Lá se desculpou o pobre camponês, argumentando em sua defesa que lhe parecia que a apanha já tivesse sido feita, pois, havia tão pouca azeitona nas oliveiras… “Pois, há muito pouca, de facto, mas desta maneira, ainda eu fico com menos, não basta já o ano ter corrido tão mal, como ainda por riba, aqui virem fazer o rabisco antes do tempo…” respondeu o lavrador.
Naturalmente, o rabisco daquele ano ficou por ali, posto que o lavrador montou guarda para evitar novas arremetidas no seu olival. Porque, apesar de tudo, era uma boa alma, o lavrador deixou o camponês levar a azeitona que já havia apanhado – o que era pouco frequente nestas circunstâncias – e lá lhe recomendou que não voltasse a fazer o mesmo. Não o faria ali, decerto, mas teria de o tentar noutro olival, pois era preciso pôr alguma sopa em cima da mesa para matar a fome aos filhos.
Note-se, porém que ao rabisco não está associada nenhuma conotação de prática de um acto de furto, mas sim de dar aproveitamento ao que é excedente das culturas e que os proprietários não perdiam tempo a recolher, dada a quantidade produzida.
Também para alimentar os animais que se criavam todos os anos – umas galinhas, uns coelhos e o porco – lá se ia rabiscando erva, milho, jarros, tomate, maçãs, abóboras ou melão, pois, só assim era possível sobreviver.
Este era um tempo de grande dificuldade, em que, a bem dizer, não se vivia, mas, apenas, se ia sobrevivendo, como Deus permitia e os homens deixavam. Era um tempo de exploração, que só foi aligeirado com a introdução da mecanização na agricultura, que dispensou milhares de braços de trabalho, recrutados, depois, para as fábricas que começavam a aparecer e para a construção civil, que teve por esta época um razoável incremento. Outros, claro, emigraram, procurando melhor futuro em terras desconhecidas e, para si, inóspitas, pois, para além de tudo o mais, não sabiam ler nem escrever, e, obviamente, não sabiam falar nem inglês, nem francês, nem alemão.
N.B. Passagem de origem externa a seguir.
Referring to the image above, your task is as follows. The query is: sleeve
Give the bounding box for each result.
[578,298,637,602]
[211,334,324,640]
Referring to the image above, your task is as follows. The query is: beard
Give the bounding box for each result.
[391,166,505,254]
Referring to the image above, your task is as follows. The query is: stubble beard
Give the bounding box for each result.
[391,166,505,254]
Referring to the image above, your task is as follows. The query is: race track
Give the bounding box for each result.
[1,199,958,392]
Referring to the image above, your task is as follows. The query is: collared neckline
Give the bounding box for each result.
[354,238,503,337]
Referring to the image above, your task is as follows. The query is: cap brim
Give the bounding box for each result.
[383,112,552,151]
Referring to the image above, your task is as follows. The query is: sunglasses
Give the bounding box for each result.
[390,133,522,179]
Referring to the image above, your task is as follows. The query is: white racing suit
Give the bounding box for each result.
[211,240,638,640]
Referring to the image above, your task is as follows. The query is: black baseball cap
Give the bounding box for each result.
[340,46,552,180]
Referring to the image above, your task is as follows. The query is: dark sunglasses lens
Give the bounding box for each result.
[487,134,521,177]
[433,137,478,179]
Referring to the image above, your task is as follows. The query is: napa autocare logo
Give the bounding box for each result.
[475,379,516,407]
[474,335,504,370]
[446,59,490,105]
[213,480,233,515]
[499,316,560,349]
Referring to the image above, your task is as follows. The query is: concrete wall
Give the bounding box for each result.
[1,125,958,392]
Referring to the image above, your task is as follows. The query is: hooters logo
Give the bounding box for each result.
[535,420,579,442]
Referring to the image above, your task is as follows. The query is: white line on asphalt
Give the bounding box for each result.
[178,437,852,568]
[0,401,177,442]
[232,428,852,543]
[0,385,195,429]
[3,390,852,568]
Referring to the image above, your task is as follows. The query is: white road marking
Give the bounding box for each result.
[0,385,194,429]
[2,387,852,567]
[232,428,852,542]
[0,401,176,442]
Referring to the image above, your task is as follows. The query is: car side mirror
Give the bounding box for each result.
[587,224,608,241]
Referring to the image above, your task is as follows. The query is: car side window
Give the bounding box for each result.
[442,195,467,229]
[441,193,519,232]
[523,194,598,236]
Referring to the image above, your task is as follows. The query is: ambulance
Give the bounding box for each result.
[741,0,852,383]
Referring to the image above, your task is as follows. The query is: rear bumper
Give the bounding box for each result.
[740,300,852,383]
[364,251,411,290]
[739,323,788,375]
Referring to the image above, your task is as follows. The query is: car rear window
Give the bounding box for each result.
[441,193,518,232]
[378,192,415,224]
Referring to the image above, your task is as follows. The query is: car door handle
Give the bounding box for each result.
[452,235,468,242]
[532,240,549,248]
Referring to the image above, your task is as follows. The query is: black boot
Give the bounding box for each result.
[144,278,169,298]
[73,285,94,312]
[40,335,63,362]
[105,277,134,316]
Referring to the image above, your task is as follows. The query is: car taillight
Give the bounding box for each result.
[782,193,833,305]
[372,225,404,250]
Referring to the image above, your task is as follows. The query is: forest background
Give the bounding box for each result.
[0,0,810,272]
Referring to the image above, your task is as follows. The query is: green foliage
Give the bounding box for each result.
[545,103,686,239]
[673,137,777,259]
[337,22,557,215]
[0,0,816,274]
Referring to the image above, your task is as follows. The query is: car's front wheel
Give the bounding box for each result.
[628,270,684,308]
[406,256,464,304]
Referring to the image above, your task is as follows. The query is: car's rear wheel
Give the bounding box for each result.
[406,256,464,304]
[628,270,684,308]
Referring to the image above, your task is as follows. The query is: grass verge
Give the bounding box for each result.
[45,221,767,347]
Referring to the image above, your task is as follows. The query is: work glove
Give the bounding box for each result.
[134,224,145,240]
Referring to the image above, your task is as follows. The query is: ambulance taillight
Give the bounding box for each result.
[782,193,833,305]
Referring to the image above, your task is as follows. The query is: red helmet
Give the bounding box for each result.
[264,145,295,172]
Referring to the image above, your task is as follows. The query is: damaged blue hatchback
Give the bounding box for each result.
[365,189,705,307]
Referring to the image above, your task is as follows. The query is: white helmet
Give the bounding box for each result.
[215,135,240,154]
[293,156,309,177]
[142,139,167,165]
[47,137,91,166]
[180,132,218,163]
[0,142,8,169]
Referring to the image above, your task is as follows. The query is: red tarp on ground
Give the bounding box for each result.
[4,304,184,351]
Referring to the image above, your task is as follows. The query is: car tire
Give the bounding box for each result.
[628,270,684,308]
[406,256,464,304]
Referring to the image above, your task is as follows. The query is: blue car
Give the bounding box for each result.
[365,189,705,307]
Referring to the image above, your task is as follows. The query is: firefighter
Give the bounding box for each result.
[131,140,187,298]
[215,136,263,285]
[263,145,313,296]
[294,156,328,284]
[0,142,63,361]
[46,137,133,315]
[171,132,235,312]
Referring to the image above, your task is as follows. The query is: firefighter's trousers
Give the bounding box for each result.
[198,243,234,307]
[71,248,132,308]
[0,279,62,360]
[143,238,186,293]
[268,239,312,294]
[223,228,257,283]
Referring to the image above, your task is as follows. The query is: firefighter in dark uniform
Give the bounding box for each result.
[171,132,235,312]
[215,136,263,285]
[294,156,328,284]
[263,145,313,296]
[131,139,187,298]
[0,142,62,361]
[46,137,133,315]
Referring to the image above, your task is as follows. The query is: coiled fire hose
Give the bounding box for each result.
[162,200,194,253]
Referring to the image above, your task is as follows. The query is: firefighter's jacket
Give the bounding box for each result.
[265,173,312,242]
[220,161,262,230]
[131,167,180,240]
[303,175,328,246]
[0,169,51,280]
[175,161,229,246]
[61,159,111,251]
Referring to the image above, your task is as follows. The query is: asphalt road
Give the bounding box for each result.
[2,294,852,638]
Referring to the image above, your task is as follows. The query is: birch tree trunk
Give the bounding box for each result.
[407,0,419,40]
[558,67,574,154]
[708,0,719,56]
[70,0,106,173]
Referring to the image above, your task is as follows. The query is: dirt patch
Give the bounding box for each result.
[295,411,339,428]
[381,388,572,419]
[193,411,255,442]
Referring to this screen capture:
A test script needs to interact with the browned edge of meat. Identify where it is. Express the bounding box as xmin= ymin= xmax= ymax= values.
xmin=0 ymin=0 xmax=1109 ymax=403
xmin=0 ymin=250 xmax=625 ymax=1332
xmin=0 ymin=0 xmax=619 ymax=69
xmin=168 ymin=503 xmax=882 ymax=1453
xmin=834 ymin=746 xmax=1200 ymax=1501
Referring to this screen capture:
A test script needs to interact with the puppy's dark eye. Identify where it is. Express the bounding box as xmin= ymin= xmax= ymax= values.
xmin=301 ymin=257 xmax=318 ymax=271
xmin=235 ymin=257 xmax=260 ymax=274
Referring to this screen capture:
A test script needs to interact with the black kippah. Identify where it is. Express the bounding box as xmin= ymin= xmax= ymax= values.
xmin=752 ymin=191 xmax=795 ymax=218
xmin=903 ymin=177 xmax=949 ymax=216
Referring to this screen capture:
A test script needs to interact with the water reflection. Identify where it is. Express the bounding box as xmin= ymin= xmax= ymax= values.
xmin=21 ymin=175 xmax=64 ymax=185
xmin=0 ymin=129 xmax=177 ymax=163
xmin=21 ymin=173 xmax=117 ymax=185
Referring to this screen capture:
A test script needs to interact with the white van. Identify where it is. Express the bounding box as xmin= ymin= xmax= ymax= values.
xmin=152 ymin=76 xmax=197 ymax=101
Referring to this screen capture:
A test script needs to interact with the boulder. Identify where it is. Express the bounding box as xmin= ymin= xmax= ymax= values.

Nos nossos dias, infelizmente, ainda há “patrões” que não têm qualquer escrúpulo em explorar os seus semelhantes, que das suas longínquas terras demandam o nosso país em busca de cumprir o sonho de poder alimentar as respectivas famílias e de lhes proporcionarem uma vida com menos escolhos. Na agricultura ou na construção civil são explorados e ofendidos, ao serem tratados pior do que animais, sem o mínimo de respeito pela sua condição humana. Tal é inadmissível e condenável.
Mas, outrora era em tempo de S. Miguel (29 de Setembro) que os lavradores faziam contas com os seus criados, ajustados anualmente por esta data, sendo que, assim, o S. Miguel era data de contratação ou de despedimento. Nestes casos, os trabalhadores rurais ainda podiam ter alguma tranquilidade, posto que apesar de a féria nunca ser muito avantajada, havia a certeza de que aquela estava certa, enquanto os trabalhadores à jorna, ou jornaleiros, como se lhes chamava em algumas regiões, nunca sabiam quando arranjavam patrão, o que muito dependia também das condições climatéricas.
Do que não restam dúvidas é que em qualquer dos casos todos eram explorados até ao tutano, isto porque mesmo os trabalhadores ajustados às casas agrícolas nunca mais eram senhores de si, nem do seu tempo, tendo de estar sempre às ordens do feitor ou do patrão.
Lá nos ensina o provérbio, segundo o qual “Quem se aluga no S. Miguel, não se senta quando quer.” Grande verdade!